Paartherapie zur Verbesserung des sexuellen Verlangens

16.07.2024 Nachlassendes sexuelles Verlangen ist die häufigste sexuelle Beeinträchtigung bei Frauen und betrifft 30 bis 40 % der weiblichen Erwachsenen. Bei 7 % bis 23 % von ihnen verursacht die Lustlosigkeit zudem erhebliche Probleme. Die Störung, die offiziell als Störung des sexuellen Interesses / der sexuellen Erregung (SAID; oder sexuelle Appetenzstörung) bezeichnet wird, wird durch spezifische diagnostische Kriterien definiert, die im DSM-5 festgelegt sind.

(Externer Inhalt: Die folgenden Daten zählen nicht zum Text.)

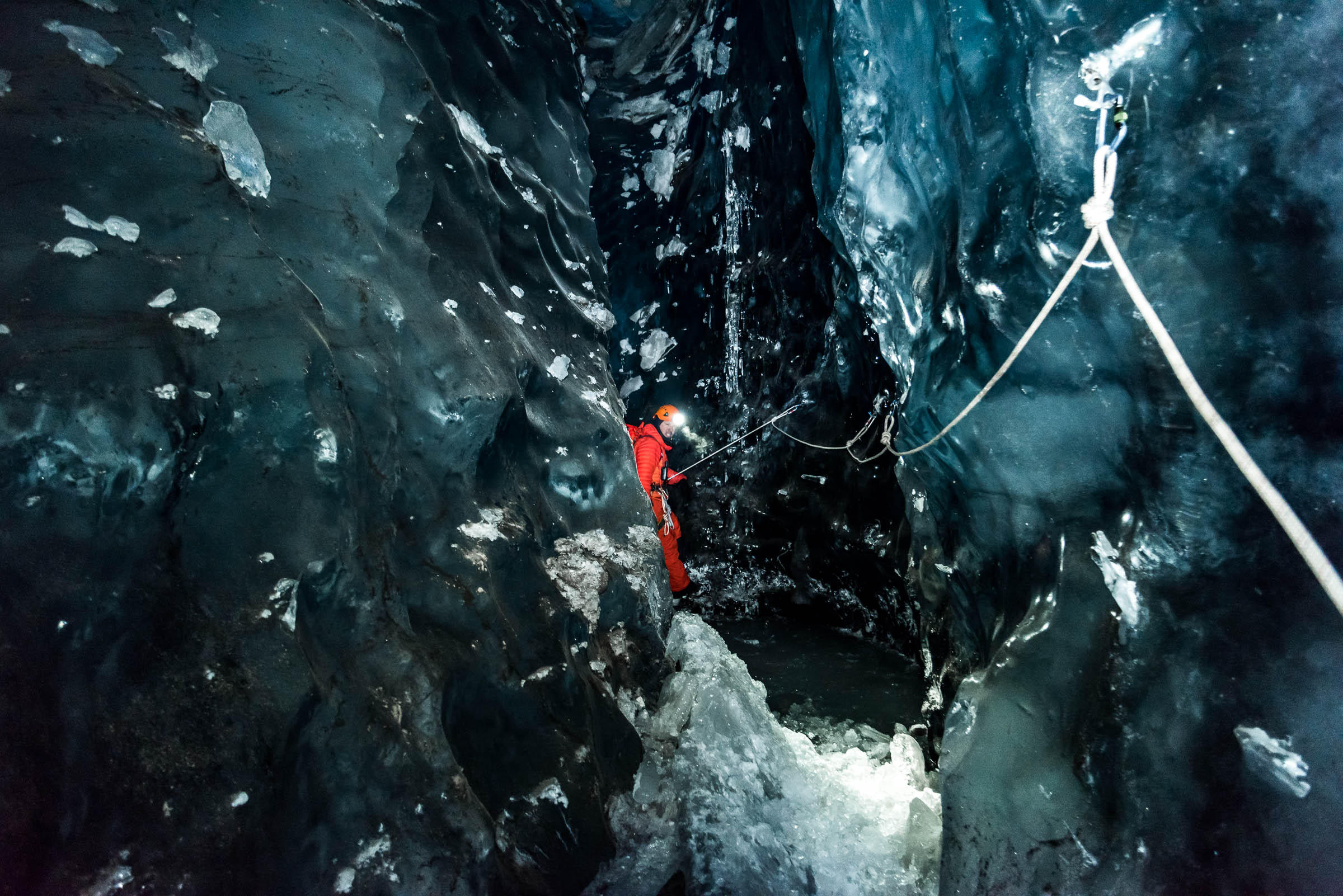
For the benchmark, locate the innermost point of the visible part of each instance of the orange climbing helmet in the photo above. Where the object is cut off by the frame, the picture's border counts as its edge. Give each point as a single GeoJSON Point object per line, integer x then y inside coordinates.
{"type": "Point", "coordinates": [670, 413]}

Obwohl geringe sexuelle Lust weit verbreitet ist und sich auf die psychische Gesundheit, das sexuelle Funktionieren und die Beziehungsqualität von Frauen und ihren Partnern auswirkt, gab es bisher nur wenige evidenzbasierte Behandlungsmöglichkeiten.

Eine neue kognitive Verhaltenstherapie für Paare (CKVT; cognitive-behavioral couple therapy) wurde vor kurzem von Sophie Bergeron, Professorin für Psychologie an der Universität von Montreal und Inhaberin des kanadischen Forschungslehrstuhls für intime Beziehungen und sexuelles Wohlbefinden, in Zusammenarbeit mit Natalie O. Rosen von der Dalhousie University und Katrina Bouchard von der University of British Columbia erprobt und standardisiert.

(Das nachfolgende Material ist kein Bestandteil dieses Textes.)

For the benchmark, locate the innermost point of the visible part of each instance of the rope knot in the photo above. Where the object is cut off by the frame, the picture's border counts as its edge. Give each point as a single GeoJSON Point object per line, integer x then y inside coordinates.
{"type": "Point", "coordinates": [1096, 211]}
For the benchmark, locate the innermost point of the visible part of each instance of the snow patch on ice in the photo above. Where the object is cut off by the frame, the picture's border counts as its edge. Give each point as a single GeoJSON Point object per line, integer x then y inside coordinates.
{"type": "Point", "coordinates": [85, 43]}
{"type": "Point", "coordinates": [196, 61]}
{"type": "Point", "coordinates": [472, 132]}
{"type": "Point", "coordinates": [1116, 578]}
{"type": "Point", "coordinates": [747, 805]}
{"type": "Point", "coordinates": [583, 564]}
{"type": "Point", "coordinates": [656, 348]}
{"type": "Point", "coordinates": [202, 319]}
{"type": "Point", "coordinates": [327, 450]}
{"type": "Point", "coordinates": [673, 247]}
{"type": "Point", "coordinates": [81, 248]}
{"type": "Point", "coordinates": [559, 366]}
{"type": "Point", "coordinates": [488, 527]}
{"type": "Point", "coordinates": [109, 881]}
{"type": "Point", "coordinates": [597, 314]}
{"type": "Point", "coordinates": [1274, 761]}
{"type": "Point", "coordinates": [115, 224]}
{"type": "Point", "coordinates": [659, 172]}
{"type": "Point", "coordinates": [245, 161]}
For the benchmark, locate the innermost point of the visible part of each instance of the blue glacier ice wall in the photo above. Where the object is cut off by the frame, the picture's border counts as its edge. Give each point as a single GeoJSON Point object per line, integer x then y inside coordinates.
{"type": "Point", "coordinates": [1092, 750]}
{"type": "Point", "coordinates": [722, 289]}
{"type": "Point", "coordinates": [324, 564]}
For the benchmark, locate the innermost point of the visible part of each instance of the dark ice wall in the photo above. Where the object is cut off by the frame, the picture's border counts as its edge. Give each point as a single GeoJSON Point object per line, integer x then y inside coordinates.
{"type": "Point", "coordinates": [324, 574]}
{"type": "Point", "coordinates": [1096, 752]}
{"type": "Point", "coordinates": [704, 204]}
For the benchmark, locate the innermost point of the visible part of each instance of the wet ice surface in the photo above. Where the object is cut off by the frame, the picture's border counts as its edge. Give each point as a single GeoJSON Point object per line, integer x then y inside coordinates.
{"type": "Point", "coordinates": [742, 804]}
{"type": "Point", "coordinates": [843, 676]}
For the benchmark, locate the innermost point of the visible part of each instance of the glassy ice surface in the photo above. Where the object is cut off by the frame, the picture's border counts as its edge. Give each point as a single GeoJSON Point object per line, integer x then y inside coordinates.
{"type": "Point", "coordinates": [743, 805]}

Sie führten eine Machbarkeitsstudie durch, wonach die KVT für Paare zu moderaten bis signifikanten Verbesserungen bei den Hauptsymptomen der sexuellen Appetenzstörung führte, nämlich geringes dyadisches sexuelles Verlangen und sexueller Distress. Die Ergebnisse wurden in der Zeitschrift The Journal of Sex Research veröffentlicht. Eine randomisierte klinische Studie wird im Januar 2025 beginnen, um die Ergebnisse zu validieren.

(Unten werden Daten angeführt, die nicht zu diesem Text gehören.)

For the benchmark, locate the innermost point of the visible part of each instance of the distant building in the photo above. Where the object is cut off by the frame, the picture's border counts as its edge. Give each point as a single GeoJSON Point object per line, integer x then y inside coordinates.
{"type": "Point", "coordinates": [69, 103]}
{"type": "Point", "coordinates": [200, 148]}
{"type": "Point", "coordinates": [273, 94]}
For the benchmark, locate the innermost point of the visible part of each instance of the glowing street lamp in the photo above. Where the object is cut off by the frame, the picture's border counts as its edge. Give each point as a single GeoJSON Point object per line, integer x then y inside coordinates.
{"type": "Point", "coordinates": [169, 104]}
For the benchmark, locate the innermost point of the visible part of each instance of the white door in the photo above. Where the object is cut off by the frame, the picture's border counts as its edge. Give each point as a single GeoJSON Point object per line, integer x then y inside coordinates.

Ein Problem für beide Partner

Die von Bergeron und ihren Kollegen entwickelte Intervention zielt direkt auf den zwischenmenschlichen Charakter der mit dem verminderten sexuellen Verlangen verbundenen Probleme ab.

„Sexuelle Appetenzstörungen werden stark von zwischenmenschlichen Faktoren beeinflusst. Sie haben weniger mit biomedizinischen Aspekten zu tun als vielmehr mit der Art und Weise, wie Paare miteinander umgehen“, erklärte sie. „Das bedeutet, dass wir einen geringen Sexualtrieb als ein paarbezogenes und nicht als ein individuelles Problem begreifen müssen.

Die Intervention konzentriert sich auf Kommunikation, Akzeptanz, Offenheit und Verletzlichkeit zwischen den Partnern. Sie beginnt mit dem Aufbau eines Gefühls der Intimität innerhalb des Paares, da dies ein Schutzfaktor für das sexuelle Verlangen ist.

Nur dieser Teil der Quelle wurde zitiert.